Grealish left the Etihad last August, a £100m signing suddenly reduced to a squad role, and went to Hill Dickinson Stadium chasing what he no longer had at City: guaranteed minutes and rhythm. He found both under David Moyes. He also found a cruel ending.
Before a stress fracture in his foot halted his season, the 30-year-old had quietly rebuilt his reputation. Two goals and six assists in his first 20 Premier League games for Everton told only part of the story. He carried the ball, drew fouls, stitched moves together – the same traits that made him such a key figure in City’s 2023 treble.
Guardiola has never hidden his admiration for that version of Grealish.
“The Treble season [he] was extraordinary,” he reminded reporters ahead of City’s meeting with Everton on Monday night. The Catalan even turned the spotlight on himself, admitting that after that historic campaign, “maybe I didn’t help him or maybe we couldn’t reach the level that he had.”
That is as close as Guardiola comes to an apology. The rest of his message was blunt.
“I don’t know. I want the best for Jack,” he said when asked about Grealish’s long-term future. “He needs game, game, game and Everton [he] had [that]. Unfortunately the injury, but hopefully he can recover and next season can continue to play. It depends on him. It depends absolutely on him. The quality is no doubt, everything is there.”

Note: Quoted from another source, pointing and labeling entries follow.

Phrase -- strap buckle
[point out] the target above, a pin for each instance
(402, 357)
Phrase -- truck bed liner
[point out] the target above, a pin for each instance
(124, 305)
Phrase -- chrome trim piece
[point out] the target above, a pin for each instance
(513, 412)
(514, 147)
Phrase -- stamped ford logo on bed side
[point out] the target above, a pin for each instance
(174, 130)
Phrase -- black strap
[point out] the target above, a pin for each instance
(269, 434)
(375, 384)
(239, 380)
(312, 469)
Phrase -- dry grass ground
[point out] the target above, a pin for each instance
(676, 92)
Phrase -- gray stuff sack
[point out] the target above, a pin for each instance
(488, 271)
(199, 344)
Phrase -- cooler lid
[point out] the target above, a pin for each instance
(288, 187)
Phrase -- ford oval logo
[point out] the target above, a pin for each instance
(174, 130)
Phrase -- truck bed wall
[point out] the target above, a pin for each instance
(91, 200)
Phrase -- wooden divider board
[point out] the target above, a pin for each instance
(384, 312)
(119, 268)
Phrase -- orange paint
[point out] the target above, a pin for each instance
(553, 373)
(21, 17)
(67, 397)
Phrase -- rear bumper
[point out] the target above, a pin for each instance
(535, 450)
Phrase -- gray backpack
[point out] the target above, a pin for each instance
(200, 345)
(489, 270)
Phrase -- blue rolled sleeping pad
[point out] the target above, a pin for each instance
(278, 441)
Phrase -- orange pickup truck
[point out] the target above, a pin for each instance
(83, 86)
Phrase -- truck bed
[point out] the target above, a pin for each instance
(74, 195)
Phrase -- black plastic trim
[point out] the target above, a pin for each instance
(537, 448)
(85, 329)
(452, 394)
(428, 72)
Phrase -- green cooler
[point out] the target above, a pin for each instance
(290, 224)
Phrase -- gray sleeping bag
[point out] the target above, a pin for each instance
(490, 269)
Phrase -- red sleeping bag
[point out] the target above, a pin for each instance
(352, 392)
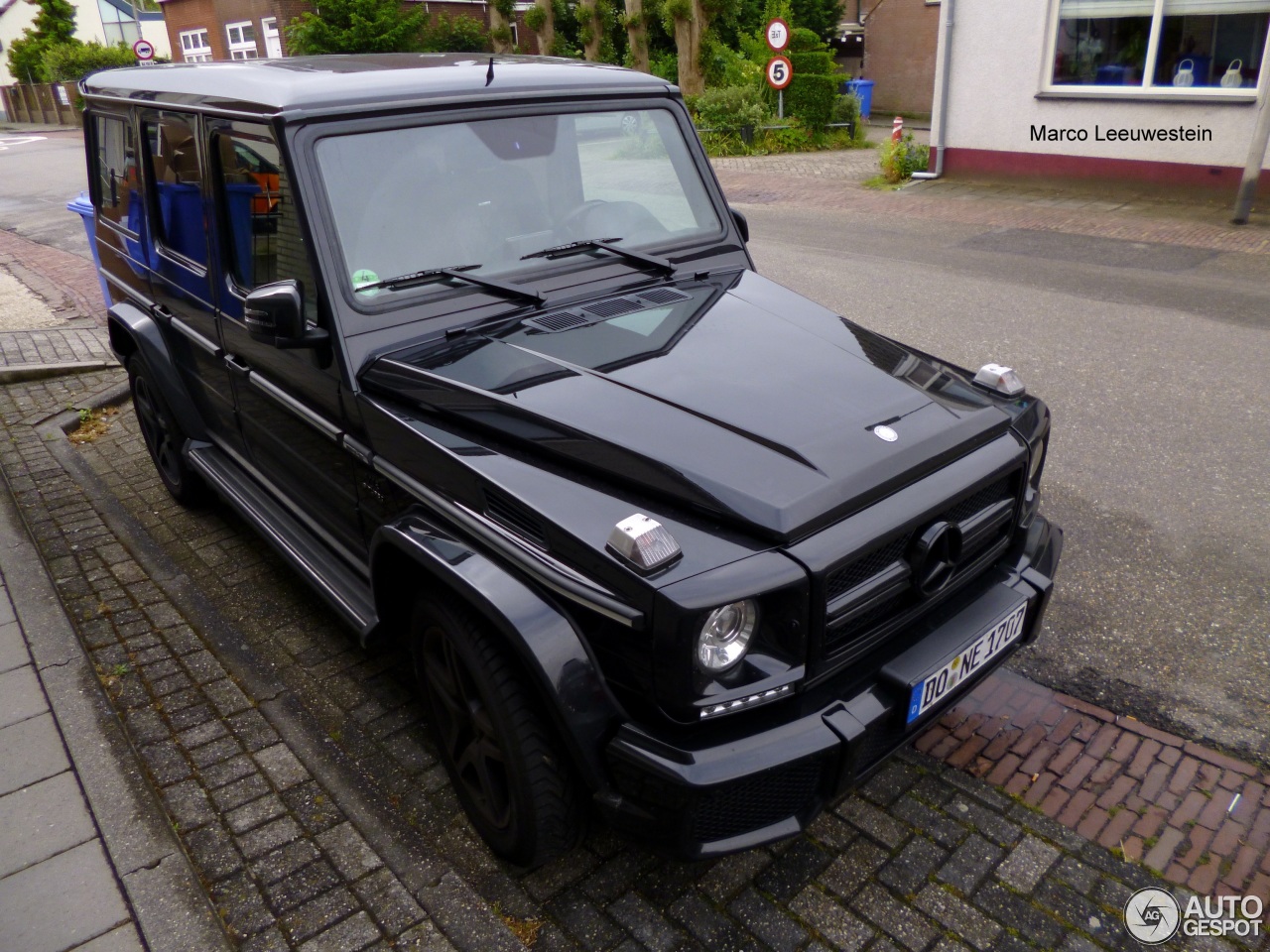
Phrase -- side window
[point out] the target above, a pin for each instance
(264, 238)
(177, 173)
(117, 198)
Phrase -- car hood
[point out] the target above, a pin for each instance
(733, 397)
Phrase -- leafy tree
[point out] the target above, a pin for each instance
(54, 24)
(70, 62)
(457, 35)
(356, 27)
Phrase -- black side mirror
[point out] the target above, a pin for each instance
(275, 315)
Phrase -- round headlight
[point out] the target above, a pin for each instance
(725, 635)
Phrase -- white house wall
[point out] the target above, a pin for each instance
(1000, 61)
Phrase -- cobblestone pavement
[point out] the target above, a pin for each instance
(298, 774)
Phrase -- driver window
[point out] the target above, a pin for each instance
(263, 240)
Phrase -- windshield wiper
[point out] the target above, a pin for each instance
(602, 244)
(454, 272)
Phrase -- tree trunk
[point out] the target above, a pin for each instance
(497, 27)
(547, 36)
(636, 32)
(588, 18)
(688, 41)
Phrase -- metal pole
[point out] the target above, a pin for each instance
(1256, 159)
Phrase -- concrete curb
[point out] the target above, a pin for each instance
(16, 373)
(168, 901)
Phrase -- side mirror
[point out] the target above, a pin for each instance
(275, 315)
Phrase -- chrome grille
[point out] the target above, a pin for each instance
(869, 597)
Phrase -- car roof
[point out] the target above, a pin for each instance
(305, 85)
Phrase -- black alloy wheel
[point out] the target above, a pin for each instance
(163, 436)
(498, 751)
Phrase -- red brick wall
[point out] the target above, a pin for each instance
(213, 14)
(901, 39)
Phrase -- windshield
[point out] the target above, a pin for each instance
(492, 191)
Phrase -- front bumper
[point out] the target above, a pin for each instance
(783, 765)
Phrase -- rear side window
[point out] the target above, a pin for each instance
(118, 199)
(177, 171)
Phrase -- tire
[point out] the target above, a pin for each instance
(500, 754)
(163, 436)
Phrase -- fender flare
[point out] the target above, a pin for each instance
(132, 329)
(544, 639)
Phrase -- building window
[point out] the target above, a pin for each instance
(1165, 48)
(241, 41)
(195, 46)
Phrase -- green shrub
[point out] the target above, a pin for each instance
(729, 108)
(811, 98)
(899, 160)
(454, 35)
(70, 62)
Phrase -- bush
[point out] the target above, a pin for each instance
(729, 108)
(899, 160)
(811, 98)
(70, 62)
(456, 35)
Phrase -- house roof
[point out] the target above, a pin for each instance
(320, 84)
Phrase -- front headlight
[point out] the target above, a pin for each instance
(725, 636)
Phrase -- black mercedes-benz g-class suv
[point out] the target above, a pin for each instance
(476, 344)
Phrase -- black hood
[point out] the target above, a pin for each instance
(739, 399)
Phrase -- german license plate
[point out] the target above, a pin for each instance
(937, 687)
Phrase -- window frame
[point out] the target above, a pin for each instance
(203, 53)
(1144, 90)
(241, 46)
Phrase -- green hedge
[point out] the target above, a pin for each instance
(811, 98)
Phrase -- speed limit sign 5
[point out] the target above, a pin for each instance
(780, 71)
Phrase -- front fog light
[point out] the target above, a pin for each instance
(725, 635)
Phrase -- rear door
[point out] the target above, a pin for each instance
(185, 298)
(290, 402)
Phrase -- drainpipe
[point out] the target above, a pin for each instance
(942, 114)
(1256, 159)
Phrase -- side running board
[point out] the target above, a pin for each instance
(345, 590)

The line was clear: City will not define Grealish’s next chapter. Grealish will.
Doors Opening at the Etihad
This is not a static squad he might return to. It is one about to be reshaped.
Bernardo Silva and John Stones are expected to move on this summer, departures that would rip out two of Guardiola’s most trusted, tactically flexible players. Those gaps will need filling across the attacking and midfield rotations. Space, suddenly, could appear where there was none.
On paper, that should be Grealish’s cue. He has already proved he can function in Guardiola’s system, pressing diligently, holding width, and giving City control with his ball retention and creativity. In the treble season, he became a tactical pillar on the left, even when the numbers did not scream for headlines.
But football careers are not played on paper. Grealish left because he wanted more than 20-minute cameos and sporadic starts. At Everton, he got what Guardiola himself says he needs: “game, game, game.” That taste of being central again, of knowing the shirt is his, will be hard to surrender.
So the dilemma sharpens. Return to the Etihad, where the ceiling is trophies but the role might again be limited? Or push for a move where he is guaranteed to be the main act, even if the stage is smaller?
For now, Guardiola has parked the decision squarely in Grealish’s court. The manager insists the talent remains intact, the door is not closed, and the opportunity might soon be there.
The real question is whether Jack Grealish still wants to walk back through it.